Ia mengatakan, JPU masih memiliki waktu tujuh hari setelah pembacaan putusan dalam menentukan sikapnya. “Jadi, kita tunggu JPU dalam menelaah putusan tersebut,” kata Harli.
Majelis Hakim PN Tipikor Jakarta pada Rabu (18/6/2025) memvonis Zarof Ricar bersalah melakukan permufakatan jahat untuk melakukan tindak pidana korupsi suap dan gratifikasi.
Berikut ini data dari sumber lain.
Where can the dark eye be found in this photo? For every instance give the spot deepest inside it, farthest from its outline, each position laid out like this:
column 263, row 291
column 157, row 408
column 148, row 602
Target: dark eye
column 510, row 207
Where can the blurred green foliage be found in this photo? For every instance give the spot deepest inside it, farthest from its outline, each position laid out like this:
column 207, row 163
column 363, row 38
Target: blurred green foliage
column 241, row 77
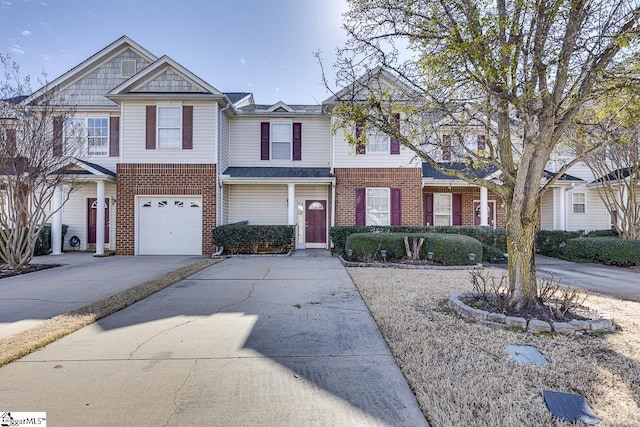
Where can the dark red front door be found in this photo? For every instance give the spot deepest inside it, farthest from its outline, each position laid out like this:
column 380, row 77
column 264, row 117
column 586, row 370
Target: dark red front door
column 92, row 219
column 316, row 217
column 476, row 216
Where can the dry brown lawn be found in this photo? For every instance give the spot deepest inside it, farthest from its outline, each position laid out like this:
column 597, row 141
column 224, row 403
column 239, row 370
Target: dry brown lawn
column 461, row 373
column 28, row 341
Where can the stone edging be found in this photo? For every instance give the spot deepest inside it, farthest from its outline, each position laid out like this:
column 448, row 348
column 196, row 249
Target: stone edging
column 409, row 266
column 604, row 322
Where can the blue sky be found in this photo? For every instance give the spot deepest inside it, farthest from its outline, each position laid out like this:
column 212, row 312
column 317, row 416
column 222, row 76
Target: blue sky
column 259, row 46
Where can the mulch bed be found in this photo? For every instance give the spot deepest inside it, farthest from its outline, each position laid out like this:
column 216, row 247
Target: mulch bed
column 4, row 272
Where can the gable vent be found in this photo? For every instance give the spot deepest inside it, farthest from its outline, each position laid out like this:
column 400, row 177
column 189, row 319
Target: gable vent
column 128, row 67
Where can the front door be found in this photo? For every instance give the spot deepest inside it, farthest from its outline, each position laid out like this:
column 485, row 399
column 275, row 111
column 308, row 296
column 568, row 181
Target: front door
column 316, row 223
column 490, row 214
column 92, row 219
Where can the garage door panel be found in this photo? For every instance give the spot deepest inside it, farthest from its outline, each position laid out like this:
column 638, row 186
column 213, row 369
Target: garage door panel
column 170, row 225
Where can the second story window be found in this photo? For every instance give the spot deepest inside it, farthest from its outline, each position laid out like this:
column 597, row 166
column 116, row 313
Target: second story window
column 88, row 135
column 378, row 143
column 169, row 127
column 281, row 135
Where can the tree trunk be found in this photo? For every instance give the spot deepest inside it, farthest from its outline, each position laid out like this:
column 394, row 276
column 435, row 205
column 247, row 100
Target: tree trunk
column 521, row 233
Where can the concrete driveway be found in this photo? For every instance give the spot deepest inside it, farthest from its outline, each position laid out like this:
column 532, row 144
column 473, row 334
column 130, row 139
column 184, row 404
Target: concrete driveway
column 250, row 341
column 617, row 282
column 27, row 300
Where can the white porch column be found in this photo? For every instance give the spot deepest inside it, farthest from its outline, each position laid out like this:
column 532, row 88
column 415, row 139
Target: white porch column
column 291, row 202
column 484, row 206
column 56, row 222
column 100, row 220
column 563, row 209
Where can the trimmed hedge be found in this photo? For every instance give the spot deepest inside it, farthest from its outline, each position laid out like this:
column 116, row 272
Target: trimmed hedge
column 240, row 238
column 604, row 250
column 494, row 241
column 448, row 249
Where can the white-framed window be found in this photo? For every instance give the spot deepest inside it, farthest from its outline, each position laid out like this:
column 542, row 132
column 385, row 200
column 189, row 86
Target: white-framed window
column 281, row 140
column 127, row 68
column 169, row 126
column 378, row 143
column 442, row 209
column 579, row 201
column 378, row 206
column 88, row 134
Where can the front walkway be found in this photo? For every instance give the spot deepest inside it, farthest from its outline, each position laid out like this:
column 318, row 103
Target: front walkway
column 260, row 341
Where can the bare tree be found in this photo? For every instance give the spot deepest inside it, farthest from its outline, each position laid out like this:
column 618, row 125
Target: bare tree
column 519, row 71
column 33, row 163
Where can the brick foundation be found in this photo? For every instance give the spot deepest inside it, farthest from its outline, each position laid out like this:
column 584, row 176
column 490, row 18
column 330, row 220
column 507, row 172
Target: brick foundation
column 409, row 180
column 135, row 179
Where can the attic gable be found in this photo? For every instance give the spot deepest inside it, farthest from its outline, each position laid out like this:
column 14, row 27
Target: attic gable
column 165, row 76
column 87, row 83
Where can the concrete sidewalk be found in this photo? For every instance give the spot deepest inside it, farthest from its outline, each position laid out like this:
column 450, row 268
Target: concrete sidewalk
column 26, row 301
column 250, row 341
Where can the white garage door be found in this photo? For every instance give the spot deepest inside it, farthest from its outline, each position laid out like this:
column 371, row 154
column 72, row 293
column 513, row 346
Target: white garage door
column 169, row 225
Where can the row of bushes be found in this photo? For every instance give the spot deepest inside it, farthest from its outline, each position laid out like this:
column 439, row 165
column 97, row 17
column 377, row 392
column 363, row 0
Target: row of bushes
column 448, row 249
column 240, row 238
column 553, row 242
column 493, row 241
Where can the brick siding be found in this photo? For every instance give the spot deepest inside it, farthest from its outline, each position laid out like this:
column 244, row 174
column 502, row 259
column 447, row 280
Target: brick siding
column 163, row 179
column 409, row 180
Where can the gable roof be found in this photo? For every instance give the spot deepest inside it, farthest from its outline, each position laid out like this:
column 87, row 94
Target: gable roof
column 361, row 83
column 135, row 85
column 90, row 63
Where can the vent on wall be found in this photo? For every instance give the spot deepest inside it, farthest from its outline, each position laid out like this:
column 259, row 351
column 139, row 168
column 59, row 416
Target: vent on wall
column 128, row 67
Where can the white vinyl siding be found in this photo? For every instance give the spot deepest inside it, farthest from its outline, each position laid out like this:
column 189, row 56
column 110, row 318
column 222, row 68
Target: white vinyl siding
column 205, row 136
column 74, row 214
column 345, row 156
column 378, row 206
column 596, row 217
column 548, row 208
column 258, row 204
column 442, row 209
column 245, row 143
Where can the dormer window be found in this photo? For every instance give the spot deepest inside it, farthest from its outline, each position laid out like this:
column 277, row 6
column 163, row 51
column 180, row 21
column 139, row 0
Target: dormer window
column 127, row 68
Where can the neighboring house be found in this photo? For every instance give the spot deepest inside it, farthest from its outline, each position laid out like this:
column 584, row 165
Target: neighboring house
column 169, row 157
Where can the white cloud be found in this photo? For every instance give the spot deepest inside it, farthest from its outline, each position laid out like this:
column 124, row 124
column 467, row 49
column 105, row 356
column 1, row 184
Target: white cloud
column 17, row 49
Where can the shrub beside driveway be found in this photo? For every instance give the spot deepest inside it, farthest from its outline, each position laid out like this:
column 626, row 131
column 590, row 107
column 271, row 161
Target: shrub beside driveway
column 461, row 373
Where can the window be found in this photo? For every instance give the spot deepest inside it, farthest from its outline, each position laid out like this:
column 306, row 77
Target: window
column 281, row 134
column 442, row 209
column 378, row 205
column 90, row 135
column 378, row 143
column 127, row 67
column 446, row 148
column 169, row 127
column 579, row 203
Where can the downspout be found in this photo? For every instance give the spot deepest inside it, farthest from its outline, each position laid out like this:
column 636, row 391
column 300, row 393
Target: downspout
column 219, row 187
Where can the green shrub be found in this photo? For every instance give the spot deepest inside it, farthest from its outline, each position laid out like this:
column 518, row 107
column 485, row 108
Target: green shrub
column 604, row 250
column 254, row 238
column 553, row 242
column 494, row 241
column 448, row 249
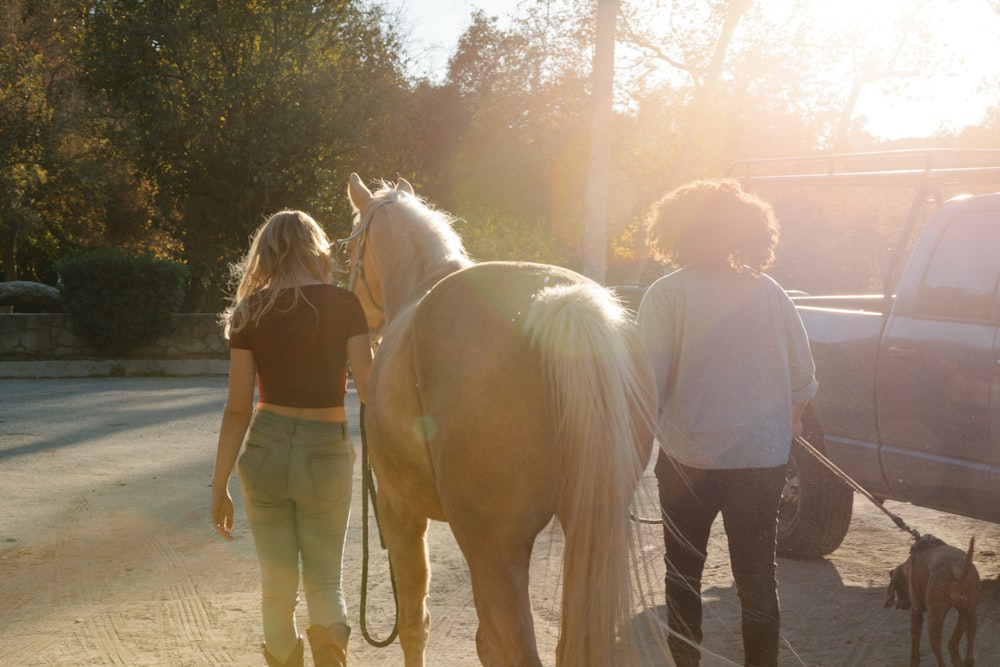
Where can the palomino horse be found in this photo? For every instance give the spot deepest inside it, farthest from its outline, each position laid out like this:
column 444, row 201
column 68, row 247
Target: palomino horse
column 502, row 394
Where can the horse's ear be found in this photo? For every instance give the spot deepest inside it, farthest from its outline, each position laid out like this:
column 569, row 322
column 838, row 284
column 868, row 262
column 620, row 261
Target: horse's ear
column 358, row 193
column 404, row 185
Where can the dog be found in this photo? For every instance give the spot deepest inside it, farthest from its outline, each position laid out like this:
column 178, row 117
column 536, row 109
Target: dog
column 935, row 578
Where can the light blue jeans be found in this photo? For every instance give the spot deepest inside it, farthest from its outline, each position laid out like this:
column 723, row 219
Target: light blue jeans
column 296, row 482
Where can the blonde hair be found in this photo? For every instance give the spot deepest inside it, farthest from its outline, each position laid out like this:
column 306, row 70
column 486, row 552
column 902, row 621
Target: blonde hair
column 287, row 248
column 713, row 222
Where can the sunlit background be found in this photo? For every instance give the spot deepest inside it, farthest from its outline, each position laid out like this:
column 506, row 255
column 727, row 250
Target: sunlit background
column 935, row 64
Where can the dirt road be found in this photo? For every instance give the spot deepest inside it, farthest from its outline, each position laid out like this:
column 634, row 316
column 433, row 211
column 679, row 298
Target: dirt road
column 107, row 556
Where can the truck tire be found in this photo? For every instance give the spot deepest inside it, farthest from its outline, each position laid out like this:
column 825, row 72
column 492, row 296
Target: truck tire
column 815, row 510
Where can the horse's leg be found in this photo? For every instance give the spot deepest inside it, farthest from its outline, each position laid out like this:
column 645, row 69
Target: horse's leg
column 498, row 567
column 405, row 537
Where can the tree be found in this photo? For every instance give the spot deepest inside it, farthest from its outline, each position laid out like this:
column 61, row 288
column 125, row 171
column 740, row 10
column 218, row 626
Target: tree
column 237, row 109
column 25, row 115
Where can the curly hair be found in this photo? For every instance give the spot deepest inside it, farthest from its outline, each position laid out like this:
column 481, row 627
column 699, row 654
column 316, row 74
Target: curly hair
column 713, row 223
column 286, row 248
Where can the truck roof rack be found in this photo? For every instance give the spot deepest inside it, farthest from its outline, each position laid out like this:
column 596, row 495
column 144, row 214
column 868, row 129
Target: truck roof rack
column 914, row 167
column 924, row 170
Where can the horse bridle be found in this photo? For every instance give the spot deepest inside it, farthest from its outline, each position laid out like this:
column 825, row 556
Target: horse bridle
column 357, row 267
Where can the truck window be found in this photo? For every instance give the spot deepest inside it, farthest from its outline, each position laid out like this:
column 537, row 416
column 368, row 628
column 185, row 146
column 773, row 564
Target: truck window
column 961, row 278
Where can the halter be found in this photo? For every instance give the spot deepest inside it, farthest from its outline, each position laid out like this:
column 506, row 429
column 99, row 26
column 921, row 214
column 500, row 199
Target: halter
column 357, row 267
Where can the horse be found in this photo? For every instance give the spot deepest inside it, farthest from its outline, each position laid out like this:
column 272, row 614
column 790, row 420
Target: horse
column 502, row 394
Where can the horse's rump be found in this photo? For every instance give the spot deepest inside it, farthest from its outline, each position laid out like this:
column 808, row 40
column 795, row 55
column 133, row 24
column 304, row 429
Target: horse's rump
column 475, row 364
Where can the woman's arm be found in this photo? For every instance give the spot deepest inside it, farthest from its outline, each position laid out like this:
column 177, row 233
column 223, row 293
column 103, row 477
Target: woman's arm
column 235, row 420
column 359, row 355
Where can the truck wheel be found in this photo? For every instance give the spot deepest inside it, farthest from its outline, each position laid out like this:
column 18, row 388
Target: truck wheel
column 815, row 510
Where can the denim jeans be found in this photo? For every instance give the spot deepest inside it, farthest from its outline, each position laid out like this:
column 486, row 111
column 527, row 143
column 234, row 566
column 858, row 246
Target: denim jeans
column 690, row 499
column 296, row 477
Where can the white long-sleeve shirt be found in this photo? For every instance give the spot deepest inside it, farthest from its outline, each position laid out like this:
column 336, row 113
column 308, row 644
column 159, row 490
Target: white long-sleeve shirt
column 730, row 356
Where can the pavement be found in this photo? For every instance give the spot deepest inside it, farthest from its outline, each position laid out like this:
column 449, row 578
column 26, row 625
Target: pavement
column 81, row 368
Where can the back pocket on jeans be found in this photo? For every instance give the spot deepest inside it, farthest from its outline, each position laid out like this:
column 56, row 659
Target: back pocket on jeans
column 251, row 462
column 331, row 474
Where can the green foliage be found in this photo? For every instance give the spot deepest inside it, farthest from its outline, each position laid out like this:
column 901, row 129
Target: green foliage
column 118, row 300
column 236, row 110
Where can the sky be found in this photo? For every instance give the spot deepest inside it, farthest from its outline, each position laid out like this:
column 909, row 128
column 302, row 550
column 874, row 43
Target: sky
column 435, row 26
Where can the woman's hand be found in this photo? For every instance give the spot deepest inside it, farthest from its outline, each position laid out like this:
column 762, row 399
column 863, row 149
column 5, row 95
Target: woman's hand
column 222, row 513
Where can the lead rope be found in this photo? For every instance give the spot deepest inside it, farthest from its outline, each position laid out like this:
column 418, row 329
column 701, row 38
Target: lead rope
column 368, row 492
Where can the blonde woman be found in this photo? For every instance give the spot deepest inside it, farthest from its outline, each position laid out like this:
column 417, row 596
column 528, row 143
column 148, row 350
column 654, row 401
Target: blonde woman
column 734, row 373
column 293, row 334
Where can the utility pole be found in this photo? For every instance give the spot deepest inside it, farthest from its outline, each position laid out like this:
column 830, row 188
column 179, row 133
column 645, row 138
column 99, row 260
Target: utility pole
column 595, row 221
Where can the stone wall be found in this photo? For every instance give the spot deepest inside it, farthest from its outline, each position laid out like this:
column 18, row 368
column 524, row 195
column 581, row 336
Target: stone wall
column 49, row 336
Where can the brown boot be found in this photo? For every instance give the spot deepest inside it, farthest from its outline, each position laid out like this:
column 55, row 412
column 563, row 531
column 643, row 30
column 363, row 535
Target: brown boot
column 294, row 660
column 329, row 644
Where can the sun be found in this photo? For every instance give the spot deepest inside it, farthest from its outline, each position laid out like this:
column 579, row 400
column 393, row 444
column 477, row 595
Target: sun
column 940, row 80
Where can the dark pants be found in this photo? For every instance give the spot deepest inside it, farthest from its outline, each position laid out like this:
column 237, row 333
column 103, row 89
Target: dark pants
column 690, row 499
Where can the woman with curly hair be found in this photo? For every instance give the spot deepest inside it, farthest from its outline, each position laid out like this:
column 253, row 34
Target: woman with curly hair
column 734, row 373
column 292, row 333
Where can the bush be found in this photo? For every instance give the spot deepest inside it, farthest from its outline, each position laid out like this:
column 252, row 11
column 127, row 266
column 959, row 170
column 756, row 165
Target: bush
column 119, row 300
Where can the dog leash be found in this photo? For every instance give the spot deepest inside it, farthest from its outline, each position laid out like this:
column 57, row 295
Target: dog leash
column 844, row 477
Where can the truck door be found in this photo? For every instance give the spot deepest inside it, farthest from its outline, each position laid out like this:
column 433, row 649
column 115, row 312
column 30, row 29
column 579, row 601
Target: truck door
column 937, row 369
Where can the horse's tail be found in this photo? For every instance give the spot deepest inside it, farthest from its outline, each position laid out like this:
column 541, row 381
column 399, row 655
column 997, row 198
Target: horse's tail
column 601, row 402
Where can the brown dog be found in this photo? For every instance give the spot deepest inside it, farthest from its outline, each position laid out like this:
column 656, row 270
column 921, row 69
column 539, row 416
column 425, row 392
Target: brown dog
column 935, row 578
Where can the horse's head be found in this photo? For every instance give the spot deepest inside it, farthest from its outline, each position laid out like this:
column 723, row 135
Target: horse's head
column 364, row 279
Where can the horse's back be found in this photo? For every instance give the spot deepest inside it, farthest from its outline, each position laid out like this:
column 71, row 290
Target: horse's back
column 481, row 388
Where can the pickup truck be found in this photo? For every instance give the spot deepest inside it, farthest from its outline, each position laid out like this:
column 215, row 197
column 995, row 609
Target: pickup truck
column 909, row 397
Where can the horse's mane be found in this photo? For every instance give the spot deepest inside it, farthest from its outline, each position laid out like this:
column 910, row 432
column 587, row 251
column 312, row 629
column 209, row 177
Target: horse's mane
column 432, row 230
Zarof Ricar merupakan mantan petinggi di Mahkamah Agung (MA) yang terlibat dalam skandal suap-gratifikasi vonis bebas PN Surabaya, Jawa Timur (Jatim) terhadap terdakwa pembununuhan Gregorius Ronald Tannur.
Dalam putusannya PN Tipikor Jakarta menyatakan Zarof Ricar terbukti melanggar Pasal 6 ayat (1) a, Pasal 5 ayat (1), dan Pasal 12B juncto Pasal 15, juncto Pasal 18 UU Tipikor.
Atas vonis bersalah itu, hakim PN Tipikor menghukum Zarof Ricar dengan pidana penjara selama 16 tahun. Dalam putusan tersebut, majelis hakim juga menyatakan temuan uang Rp 915 miliar dan 51 Kilogram (Kg) dari rumah tinggal Zarof Ricar, pun dirampas untuk negara.
Hakim mengatakan, uang dan logam mulia yang ditemukan dari kediaman Zarof Ricar itu bersumber dari pendapatan yang tidak sah. Namun hukuman badan terhadap Zarof Ricar itu, sebetulnya lebih ringan dari tuntutan JPU. Semula JPU meminta majelis hakim menghukum Zarof Ricar selama 20 tahun penjara.
Dalam perkara lain, Zarof Ricar pun saat ini masih sebagai tersangka terkait dengan Tindak Pidana Pencucian Uang (TPPU). Sangkaan oleh Jaksa Agung Muda Tindak Pidana Khusus (Jampidsus) tersebut, terkait dengan temuan uang hampir satu triliun, dan emas batangan yang ditemukan saat penyidikan awal.